Году в 1924, я, заглянувший к Сафьяну по какому-то делу, попал к обеду, и Феня, налив мне тарелку борща, посадила отдельно в сторонке: Григорий не любил детей, называя их всех сопливыми. Для начала Феня принесла ахтарскому Лукуллу грамм 400 жирной свинины, извлеченной из борща, которую тот и отправил внутрь объемистого стотридцатикилограммового организма. За мясом последовала полная с краями миска наваристого борща и такая же пшенной каши, залитой молоком. Пиршество завершили две объемистых кружки вишневого компота. И это был сравнительно скромный обед — хотя и составил по примерному весу более трех килограммов. Еще Сафьян любил побаловаться десятком-другим-третьим вареников, плавающих в масле, фунтом икорки или пятком жирных рыбцов перед обедом, орошая эту «закуску» добрым стаканом водки. После обеда Сафьян ложился продавливать кровать и храпел громко с руладным посвистом и захлебыванием.

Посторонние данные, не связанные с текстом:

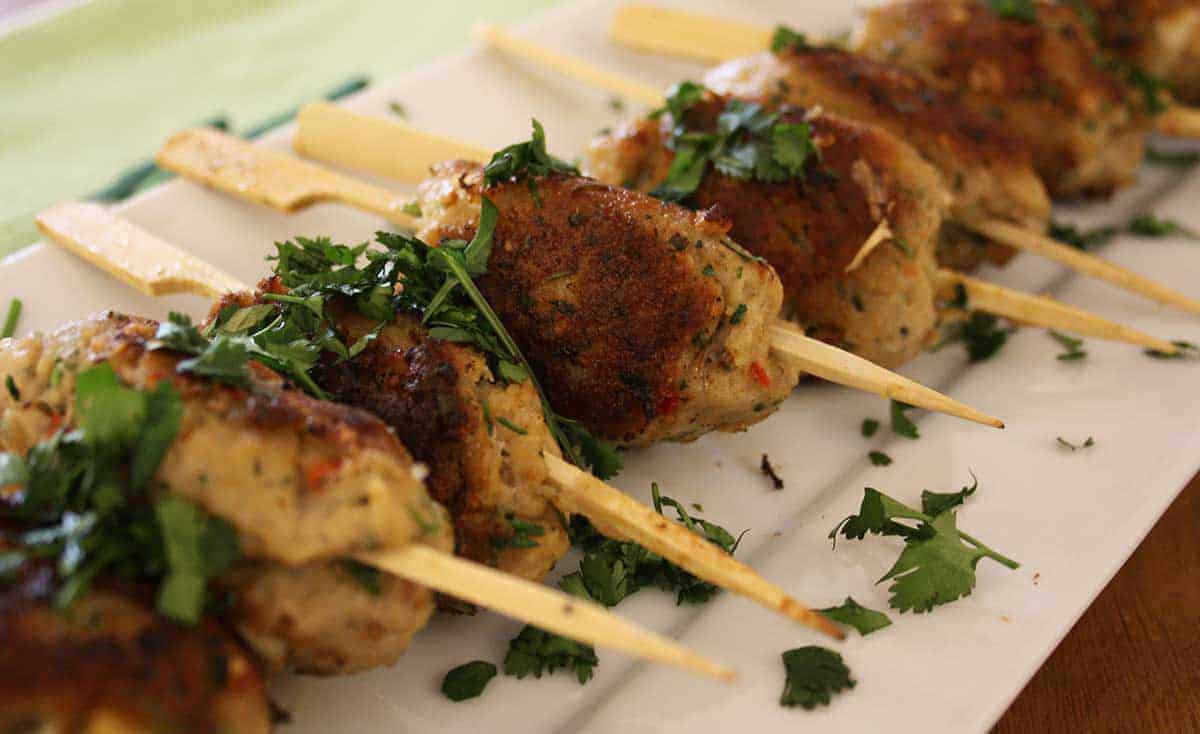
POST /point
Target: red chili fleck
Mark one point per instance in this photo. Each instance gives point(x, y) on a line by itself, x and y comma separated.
point(318, 473)
point(760, 374)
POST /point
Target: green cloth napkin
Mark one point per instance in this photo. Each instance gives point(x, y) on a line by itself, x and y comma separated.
point(97, 88)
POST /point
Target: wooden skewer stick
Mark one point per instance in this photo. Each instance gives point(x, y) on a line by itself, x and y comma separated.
point(1039, 311)
point(262, 175)
point(995, 229)
point(526, 601)
point(131, 253)
point(617, 515)
point(538, 605)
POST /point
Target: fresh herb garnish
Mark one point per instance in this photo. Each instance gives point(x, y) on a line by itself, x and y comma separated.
point(813, 674)
point(981, 335)
point(1066, 444)
point(768, 470)
point(937, 564)
point(1080, 239)
point(787, 40)
point(748, 143)
point(1072, 347)
point(1014, 10)
point(901, 425)
point(1186, 350)
point(468, 680)
point(528, 158)
point(856, 615)
point(10, 320)
point(91, 500)
point(1150, 226)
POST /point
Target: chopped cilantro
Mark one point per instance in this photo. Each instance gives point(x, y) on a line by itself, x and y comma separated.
point(937, 564)
point(813, 674)
point(10, 320)
point(787, 40)
point(1072, 347)
point(901, 425)
point(468, 680)
point(856, 615)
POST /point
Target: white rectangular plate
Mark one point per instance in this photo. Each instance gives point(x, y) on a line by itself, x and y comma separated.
point(1071, 518)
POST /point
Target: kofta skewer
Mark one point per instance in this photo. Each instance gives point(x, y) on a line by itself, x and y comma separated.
point(288, 184)
point(131, 253)
point(981, 222)
point(324, 128)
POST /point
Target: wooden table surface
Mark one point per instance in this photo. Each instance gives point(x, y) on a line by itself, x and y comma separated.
point(1133, 661)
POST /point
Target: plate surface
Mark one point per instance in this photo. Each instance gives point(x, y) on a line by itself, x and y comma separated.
point(1071, 518)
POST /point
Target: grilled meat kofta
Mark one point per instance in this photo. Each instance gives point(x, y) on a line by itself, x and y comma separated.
point(811, 228)
point(987, 169)
point(481, 439)
point(1158, 36)
point(303, 482)
point(1043, 79)
point(642, 319)
point(113, 663)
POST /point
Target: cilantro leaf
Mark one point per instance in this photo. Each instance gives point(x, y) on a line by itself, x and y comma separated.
point(813, 675)
point(468, 680)
point(901, 425)
point(856, 615)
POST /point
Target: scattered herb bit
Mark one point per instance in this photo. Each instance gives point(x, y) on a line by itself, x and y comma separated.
point(748, 143)
point(1080, 239)
point(769, 473)
point(1149, 226)
point(1014, 10)
point(937, 564)
point(528, 158)
point(1072, 346)
point(1186, 350)
point(901, 425)
point(787, 40)
point(856, 615)
point(981, 335)
point(468, 680)
point(11, 317)
point(1182, 158)
point(1066, 444)
point(367, 577)
point(813, 674)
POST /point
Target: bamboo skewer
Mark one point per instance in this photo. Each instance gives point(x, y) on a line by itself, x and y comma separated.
point(577, 492)
point(282, 185)
point(538, 605)
point(324, 121)
point(995, 229)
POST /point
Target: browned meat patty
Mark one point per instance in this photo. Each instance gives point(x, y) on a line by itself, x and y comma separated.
point(113, 665)
point(987, 169)
point(1042, 80)
point(622, 304)
point(443, 403)
point(1159, 36)
point(811, 229)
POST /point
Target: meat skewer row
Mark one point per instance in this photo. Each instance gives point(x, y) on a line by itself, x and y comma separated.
point(442, 402)
point(1019, 71)
point(305, 485)
point(879, 304)
point(997, 198)
point(593, 307)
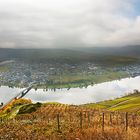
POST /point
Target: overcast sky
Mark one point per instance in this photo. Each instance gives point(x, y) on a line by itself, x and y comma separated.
point(69, 23)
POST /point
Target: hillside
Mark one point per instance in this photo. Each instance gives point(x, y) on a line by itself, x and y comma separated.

После революции до самой смерти он нигде не работал, но жил припеваючи, на старых запасах и мелкой частной коммерции: втихаря продавал золотишко, скопленное за время деятельности артельщиком, молол зерно на муку, приторговывал отборной рыбой, которую скупал у рыбаков. И у этого человека-слона в прямой зависимости оказалась семья погибшего красноармейца, моего отца. Впрочем, проку от него для нас не было никакого. Помню, как дядька Григорий Сафьян жаловался на людскую неблагодарность: когда-то кто-то сообщил ему, что рабочий, у которого Сафьян побывал с визитом, жалуется, что он не помог ему, как тот просил, зато опил и обожрал. Особенно возмутило дядьку последнее обвинение. Он хмыкал и оттягивал назад оплывшие щеки в удивленной гримасе, говоря: «А що я там зъив: фунт икры, и выпыв два стакана водки? Хиба то йив, хиба то пыв? Там не було чого исты». Как и почти все кубанцы, особенно украинского происхождения, он говорил на бесподобном воляпуке или суржике: мешая совершенно произвольно русские слова с украинскими, грассируя согласными и проглатывая гласные.